The Economic Lie of the AI Revolution

We must also look at the macro level. As Ed Zitron has argued, there might not even be a “real” AI revolution in the sense of a sustainable new industry. What we have is a massive capital injection into a technology that burns billions of dollars to save you ten minutes of typing. The “growth” promised to the economy is often just a redistribution of labor where the worker gets squeezed, the middle-man gets automated, and the value flows directly to the GPU providers.

If you base your entire career growth strategy on being an “AI Specialist,” you are betting on a house of cards. The “skills” of today—knowing how to phrase a prompt to get a specific image—are being automated by the next version of the software. It’s a race to the bottom where the “skill” disappears the moment it becomes popular. True growth is built on timeless principles: logic, empathy, communication, and deep technical understanding. These are the things AI cannot give you, and in many cases, the things AI actively discourages you from developing.

Conclusion: Reclaim Your Madness

To be “Wong Edan” is to be a bit “crazy” in the eyes of a boring, automated world. It is to insist on doing things the hard way because you know that the hard way is the only way to become a master. It is to refuse the digital pacifier that OpenAI and Google are shoving into your mouth.

AI can be a powerful tool, but it is not your friend, it is not your mentor, and it is certainly not your growth partner. It is a mirror that reflects the data of the past.
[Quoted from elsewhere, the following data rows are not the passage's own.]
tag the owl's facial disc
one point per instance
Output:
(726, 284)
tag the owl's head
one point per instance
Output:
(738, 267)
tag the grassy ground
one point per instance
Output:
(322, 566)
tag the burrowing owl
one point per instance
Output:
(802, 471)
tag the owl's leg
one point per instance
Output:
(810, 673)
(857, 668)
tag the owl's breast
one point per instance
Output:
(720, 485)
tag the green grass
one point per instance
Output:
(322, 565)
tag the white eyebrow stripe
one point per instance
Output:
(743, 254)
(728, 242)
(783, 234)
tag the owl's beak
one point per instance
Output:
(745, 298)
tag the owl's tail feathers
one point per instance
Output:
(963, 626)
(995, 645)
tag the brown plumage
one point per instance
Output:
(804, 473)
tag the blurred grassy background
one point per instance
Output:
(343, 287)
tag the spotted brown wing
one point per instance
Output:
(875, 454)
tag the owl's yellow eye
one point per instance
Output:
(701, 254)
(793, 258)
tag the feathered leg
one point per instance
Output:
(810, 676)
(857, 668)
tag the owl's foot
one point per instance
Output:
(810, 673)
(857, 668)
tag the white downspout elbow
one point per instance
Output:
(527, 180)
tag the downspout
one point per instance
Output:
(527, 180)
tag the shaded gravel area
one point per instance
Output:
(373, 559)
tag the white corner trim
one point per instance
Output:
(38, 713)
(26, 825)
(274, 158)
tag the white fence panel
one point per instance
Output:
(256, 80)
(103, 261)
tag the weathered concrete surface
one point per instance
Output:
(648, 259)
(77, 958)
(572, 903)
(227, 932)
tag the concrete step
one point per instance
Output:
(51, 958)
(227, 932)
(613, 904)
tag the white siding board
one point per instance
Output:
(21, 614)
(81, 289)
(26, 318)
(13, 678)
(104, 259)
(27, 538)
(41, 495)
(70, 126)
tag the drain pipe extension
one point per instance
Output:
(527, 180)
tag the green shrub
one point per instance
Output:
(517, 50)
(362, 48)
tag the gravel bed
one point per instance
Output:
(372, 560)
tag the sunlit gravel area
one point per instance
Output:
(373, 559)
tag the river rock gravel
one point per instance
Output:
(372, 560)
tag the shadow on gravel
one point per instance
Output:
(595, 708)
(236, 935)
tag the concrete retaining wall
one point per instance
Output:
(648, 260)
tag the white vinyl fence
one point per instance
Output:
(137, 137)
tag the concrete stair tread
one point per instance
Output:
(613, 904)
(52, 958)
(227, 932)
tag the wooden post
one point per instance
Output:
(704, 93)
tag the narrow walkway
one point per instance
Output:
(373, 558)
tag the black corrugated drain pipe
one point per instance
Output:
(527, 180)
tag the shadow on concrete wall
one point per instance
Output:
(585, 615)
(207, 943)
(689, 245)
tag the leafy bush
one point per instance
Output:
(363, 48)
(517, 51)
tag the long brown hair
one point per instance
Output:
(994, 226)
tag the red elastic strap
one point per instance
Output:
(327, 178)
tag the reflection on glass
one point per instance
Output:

If you want to grow, you have to look away from the mirror and into the unknown. You have to embrace the frustration, the bugs, the late nights, and the intellectual “struggle.”

Stop trying to be “productive” and start trying to be competent. Because when the bubble bursts—and history tells us it always does—the only people left standing will be the ones who actually know how the world works, not the ones who knew how to ask a machine to explain it to them.

Now, go turn off your Copilot for an hour and write some code that makes your head hurt. That’s the feeling of your brain growing. Don’t let the tapeworm take that away from you. Matur nuwun!